The Sproutling ($249.99) is a motion and heart rate sensor that straps to the back of a baby’s calf and collects data while he or she sleeps. After a week-long learning period, the accompanying app uses that data to make suggestions and predict when and how long they’ll sleep. You can also review any sleep session, see how many times the baby woke up, be notified when the baby stirs or rolls over, and see an animation that indicates the baby’s heart is beating (though, it doesn’t tell you the exact heart rate).
The concept is similar to the Owlet Smart sock, but there are some key differences. The Owlet records heart rate and oxygen levels, and you can see those stats in real time via the app or check the base’s pulsing light to find out if levels and sensor placement are optimal.
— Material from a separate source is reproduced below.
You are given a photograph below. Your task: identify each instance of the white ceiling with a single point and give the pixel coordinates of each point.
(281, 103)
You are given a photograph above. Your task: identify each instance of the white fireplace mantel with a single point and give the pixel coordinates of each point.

The Owlet also offers the Connected Care app and subscription (iOS only), which provides historical data and sleep analytics for $59.99 per year.
The Sproutling does keep tabs on the baby’s heart rate, but it doesn’t tell you what it is. It cannot sense oxygen levels like the Owlet, but the data it does collect from the motion sensor is probably aggregated in a more useful way for the average parent. Both monitors will tell you whether the baby’s heart is beating, but Sproutling can also tell you with some accuracy a whole lot about your baby’s sleep patterns and offer tips on that front.
The Sproutling also features the Smart Charger, a wireless charger for the sensor that doubles as a nightlight and play lullabies and white noise. The Smart Charger doesn’t glow while the baby is sleeping unless there’s a problem. I’m sensitive to light when I sleep, so I preferred using the Sproutling’s base over that of the Owlet.
After using Sproutling for a few weeks, we felt like its only weaknesses were the strap and the size of the sensor. On my 6-month-old’s leg, the sensor seemed very bulky, and it looked uncomfortable since it hit the top of her heel. I kept thinking of those horrible pairs of shoes that leave blisters on my Achilles heel, but she never developed any irritation, so maybe that was me just projecting my bad shoe trauma onto her.
Even so, the sensor strap was pretty fiddly to secure. One side of the strap goes through a slit in the other side, and then you pull both sides apart and push down to Velcro. This wasn’t easy to accomplish with my squirmy little one, and I had a hard time convincing my husband to put it on her when he changed diapers.
Despite my complaints about the strap design, I am really excited about this technology and the kind of information it puts at a parent’s fingertips. If an extra 30 seconds securing the awkward thing at nap time means I’ll get to squeeze in a shower every day, I’d say it’s worth it.